Pubblicato il 2 Maggio 2012 9:26 | Ultimo aggiornamento: 2 Maggio 2012 17:12

ROMA – Il concertone del primo maggio è ormai finito, quello che resta sono le immagini e i suoni di quella giornata. Quella Nina Zilli che cita Nina Simone con le lacrime agli occhi; Elisa che canta commossa Jumping Jack Flash; Noemi che non vorrebbe più scendere dal palco; Caparezza vestito di rosso come un monaco, da gran provocatore, che fa alzare il dito medio a tutti, parla degli operai, e scalda la notte; i Subsonica che ripartono dal ’98 (la loro prima apparizione) e che fanno saltare la piazza. Al solito, i numeri ballano tra le 300 mila persone secondo la Questura e i “diversi milioni” degli organizzatori.

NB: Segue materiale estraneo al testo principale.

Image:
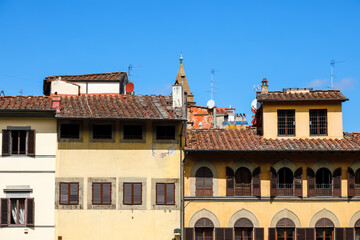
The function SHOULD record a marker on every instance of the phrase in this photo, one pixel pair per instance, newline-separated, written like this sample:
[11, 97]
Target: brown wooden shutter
[298, 182]
[273, 182]
[272, 234]
[349, 233]
[5, 210]
[30, 212]
[31, 143]
[351, 183]
[311, 182]
[258, 233]
[189, 233]
[6, 143]
[256, 182]
[337, 182]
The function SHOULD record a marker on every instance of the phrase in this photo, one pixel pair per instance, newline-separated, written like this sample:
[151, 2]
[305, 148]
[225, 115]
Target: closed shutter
[74, 193]
[339, 234]
[106, 193]
[189, 233]
[273, 182]
[137, 193]
[256, 179]
[31, 143]
[311, 182]
[351, 183]
[337, 182]
[259, 233]
[6, 143]
[30, 212]
[160, 193]
[298, 182]
[64, 193]
[4, 220]
[272, 234]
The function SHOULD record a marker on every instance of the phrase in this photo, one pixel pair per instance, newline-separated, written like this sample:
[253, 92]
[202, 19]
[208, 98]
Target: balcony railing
[323, 189]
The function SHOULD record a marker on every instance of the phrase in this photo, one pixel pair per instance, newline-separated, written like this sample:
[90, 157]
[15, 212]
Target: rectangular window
[101, 193]
[133, 131]
[70, 131]
[102, 131]
[132, 193]
[318, 122]
[69, 193]
[165, 193]
[286, 122]
[165, 133]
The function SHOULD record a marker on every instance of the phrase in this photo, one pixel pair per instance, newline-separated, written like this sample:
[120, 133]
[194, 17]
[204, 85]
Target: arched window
[204, 229]
[204, 182]
[243, 182]
[323, 182]
[324, 229]
[243, 229]
[285, 229]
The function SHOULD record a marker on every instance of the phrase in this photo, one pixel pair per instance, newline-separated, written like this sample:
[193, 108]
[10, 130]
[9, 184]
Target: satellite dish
[210, 104]
[255, 105]
[129, 87]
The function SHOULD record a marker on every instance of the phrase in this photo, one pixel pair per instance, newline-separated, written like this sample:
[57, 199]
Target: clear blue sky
[291, 43]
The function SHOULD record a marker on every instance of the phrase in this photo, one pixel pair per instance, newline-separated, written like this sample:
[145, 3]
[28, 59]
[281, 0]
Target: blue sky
[291, 43]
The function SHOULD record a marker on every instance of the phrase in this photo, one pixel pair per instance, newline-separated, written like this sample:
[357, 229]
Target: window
[318, 122]
[69, 193]
[165, 133]
[71, 131]
[286, 122]
[165, 193]
[101, 193]
[18, 142]
[21, 211]
[133, 132]
[132, 193]
[102, 131]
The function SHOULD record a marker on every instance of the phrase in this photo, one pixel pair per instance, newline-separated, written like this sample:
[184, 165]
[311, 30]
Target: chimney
[264, 86]
[56, 102]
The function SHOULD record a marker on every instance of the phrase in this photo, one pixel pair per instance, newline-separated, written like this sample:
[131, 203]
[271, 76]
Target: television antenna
[332, 64]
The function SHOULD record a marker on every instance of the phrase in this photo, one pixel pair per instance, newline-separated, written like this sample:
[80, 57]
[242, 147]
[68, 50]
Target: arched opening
[285, 229]
[323, 182]
[324, 229]
[204, 182]
[204, 229]
[243, 229]
[243, 182]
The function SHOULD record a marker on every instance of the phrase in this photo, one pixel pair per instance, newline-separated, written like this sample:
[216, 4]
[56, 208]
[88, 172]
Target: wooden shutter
[311, 182]
[256, 182]
[64, 193]
[339, 234]
[298, 182]
[273, 182]
[6, 143]
[30, 211]
[189, 233]
[258, 233]
[349, 233]
[272, 234]
[337, 182]
[31, 143]
[5, 212]
[351, 183]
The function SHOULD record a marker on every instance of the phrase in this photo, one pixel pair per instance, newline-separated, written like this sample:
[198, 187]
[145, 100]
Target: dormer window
[286, 123]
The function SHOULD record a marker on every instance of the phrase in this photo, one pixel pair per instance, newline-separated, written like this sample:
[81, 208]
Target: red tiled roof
[25, 103]
[111, 76]
[119, 106]
[247, 140]
[330, 95]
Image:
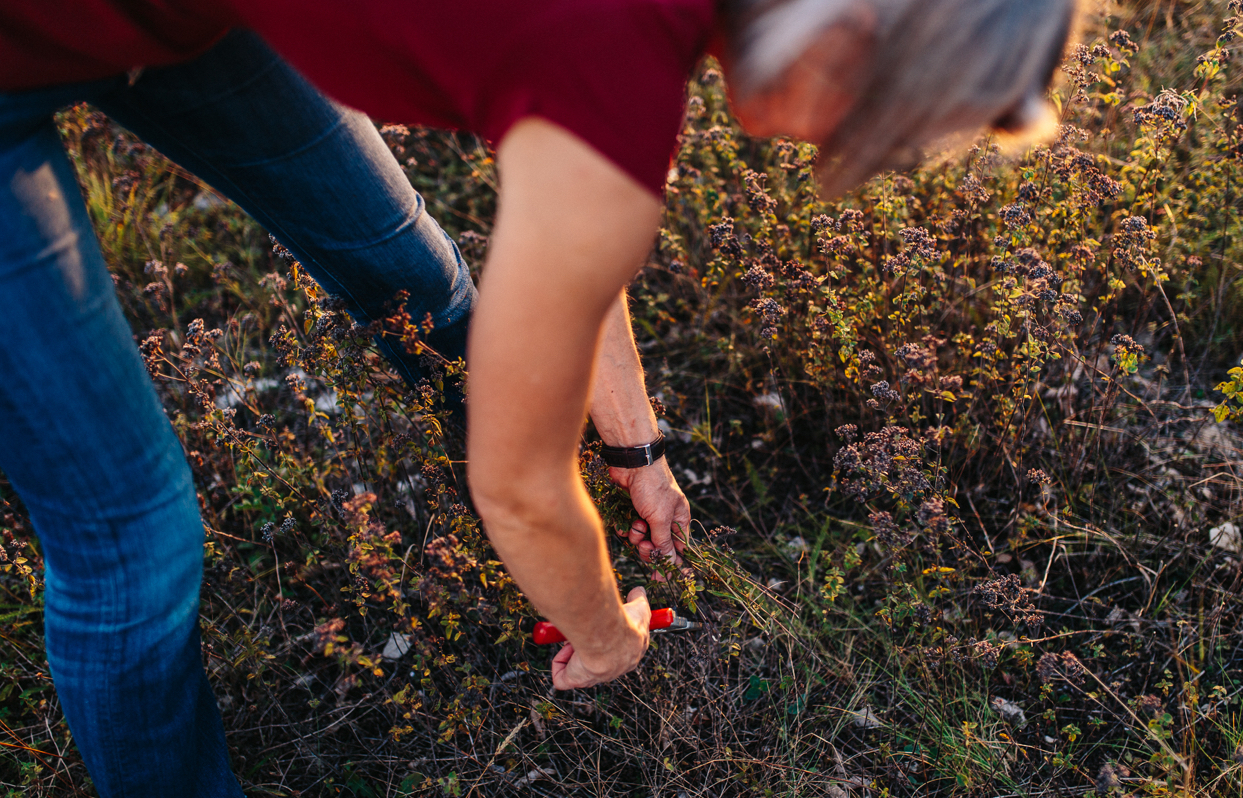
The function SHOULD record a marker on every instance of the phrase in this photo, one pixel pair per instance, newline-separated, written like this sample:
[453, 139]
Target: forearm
[554, 548]
[619, 404]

Ovviamente al centro degli interventi durante il concertone c’è sempre il lavoro. Con Marina Rei che consiglia “di tenere duro, perché chi ha voglia di lavorare troverà sempre la strada per uscire dalla crisi”, con Mauro Pagani (il direttore d’orchestra) che suggerisce “di circondarsi di giovani in ogni campo della vita, dando spazio al merito e alla fantasia, per trovare nuove idee e spunti per il futuro”, con Elisa che dice: “Mi sento tanto bene quando sono qui, vorrei rimanere tra la gente, e sostenere le diverse versioni dell’attualità che vivono ogni giorno: con i loro drammi e le loro richieste”.

Poi gli striscioni. C’era quello che portava alta la bandiera dei pirati (“perché vorremmo un paese diverso”), come quello vintage con vecchio simbolo del Pds in maniera ironica, o quello che raccontava i luoghi comuni per cui è famosa l’Italia. C’è Caterina Guzzanti che dice di aver visto una bella festa, “in stile tarallucci e vino, come piace”. Mentre sul palco va in scena una parentesi pulp con il cantante dei Nobraino che si rade i capelli. I napoletani A67 che urlano “l’articolo 18 non si tocca”, e “riprendiamoci il futuro”, e cantano Don Raffaè, uno dei tanti omaggi del concertone, dedicato a Fabrizio De André. Poco prima, un altro ricordo, questa volta dedicato a Lucio Dalla, con la lettura di alcune strofe di Henna.